The model table on the caret package website lists more that 200 variations of predictive analytics models that are available withing the caret framework. All of these models may be prepared, tuned, fit and evaluated with a common set of caret functions. All on its own, the table is an impressive testament to the utility and scope of the R language as data science tool. 

For the past year or so xgboost, the extreme gradient boosting algorithm, has been getting a lot of attention. The code below compares gbm with xgboost using the segmentationData set that comes with caret. The analysis presented here is far from the last word on comparing these models, but it does show how one might go about setting up a serious comparison using caret's functions to sweep through parameter space using parallel programming, and then used synchronized bootstrap samples to make a detailed comparison.

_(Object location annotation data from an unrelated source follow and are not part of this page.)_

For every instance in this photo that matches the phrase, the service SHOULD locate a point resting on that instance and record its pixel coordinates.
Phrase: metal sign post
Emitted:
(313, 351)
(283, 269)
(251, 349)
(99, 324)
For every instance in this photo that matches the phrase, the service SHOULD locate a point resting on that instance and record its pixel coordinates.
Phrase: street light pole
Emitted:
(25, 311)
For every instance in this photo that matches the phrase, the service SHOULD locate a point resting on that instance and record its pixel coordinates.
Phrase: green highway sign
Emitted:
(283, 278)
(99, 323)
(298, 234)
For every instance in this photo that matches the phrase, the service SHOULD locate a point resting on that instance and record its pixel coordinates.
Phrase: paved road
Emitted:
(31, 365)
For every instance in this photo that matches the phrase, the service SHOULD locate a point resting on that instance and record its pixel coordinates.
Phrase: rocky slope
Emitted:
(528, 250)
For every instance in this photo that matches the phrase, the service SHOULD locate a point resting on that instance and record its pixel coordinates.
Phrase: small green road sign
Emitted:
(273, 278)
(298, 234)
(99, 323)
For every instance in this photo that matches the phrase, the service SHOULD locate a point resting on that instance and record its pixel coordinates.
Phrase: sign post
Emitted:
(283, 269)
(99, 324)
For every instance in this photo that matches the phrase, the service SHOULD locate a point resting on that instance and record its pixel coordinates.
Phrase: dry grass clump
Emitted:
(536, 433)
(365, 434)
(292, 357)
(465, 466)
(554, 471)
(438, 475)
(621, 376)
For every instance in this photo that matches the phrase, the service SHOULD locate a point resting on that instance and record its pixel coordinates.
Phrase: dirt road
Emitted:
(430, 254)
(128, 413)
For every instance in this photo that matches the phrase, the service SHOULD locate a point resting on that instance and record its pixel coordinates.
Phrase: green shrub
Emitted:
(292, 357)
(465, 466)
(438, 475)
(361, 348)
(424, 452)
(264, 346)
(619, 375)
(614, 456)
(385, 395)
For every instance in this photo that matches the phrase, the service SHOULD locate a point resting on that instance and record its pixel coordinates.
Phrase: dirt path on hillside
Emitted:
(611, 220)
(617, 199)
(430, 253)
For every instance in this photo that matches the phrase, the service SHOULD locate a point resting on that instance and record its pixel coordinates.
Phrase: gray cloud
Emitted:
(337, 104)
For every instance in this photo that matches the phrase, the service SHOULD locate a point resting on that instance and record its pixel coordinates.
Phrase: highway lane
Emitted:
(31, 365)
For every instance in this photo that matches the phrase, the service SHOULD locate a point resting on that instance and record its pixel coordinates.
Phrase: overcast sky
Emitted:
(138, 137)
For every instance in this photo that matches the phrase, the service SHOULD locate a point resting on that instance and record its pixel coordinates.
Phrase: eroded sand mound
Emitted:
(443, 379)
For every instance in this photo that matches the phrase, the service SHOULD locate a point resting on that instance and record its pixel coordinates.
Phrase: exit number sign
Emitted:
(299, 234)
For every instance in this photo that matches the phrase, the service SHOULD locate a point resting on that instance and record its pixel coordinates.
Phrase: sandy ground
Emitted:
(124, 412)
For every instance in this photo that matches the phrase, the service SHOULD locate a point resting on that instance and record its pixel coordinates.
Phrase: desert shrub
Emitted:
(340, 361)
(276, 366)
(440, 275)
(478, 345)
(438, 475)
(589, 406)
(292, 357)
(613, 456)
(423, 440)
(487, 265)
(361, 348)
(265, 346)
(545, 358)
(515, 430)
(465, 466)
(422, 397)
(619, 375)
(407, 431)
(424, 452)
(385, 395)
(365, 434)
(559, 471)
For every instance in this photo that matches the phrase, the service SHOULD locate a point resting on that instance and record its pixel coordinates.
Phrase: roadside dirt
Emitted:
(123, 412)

After reading in the data and dividing it into training and test data sets, caret's trainControl() and expand.grid() functions are used to set up to train the gbm model on all of the combinations of represented in the data frame built by expand.grid(). Then train() function does the actual training and fitting of the model. Notice that all of this happens in parallel. The Task Manager on my Windows 10 laptop shows all four cores maxed out at 100%.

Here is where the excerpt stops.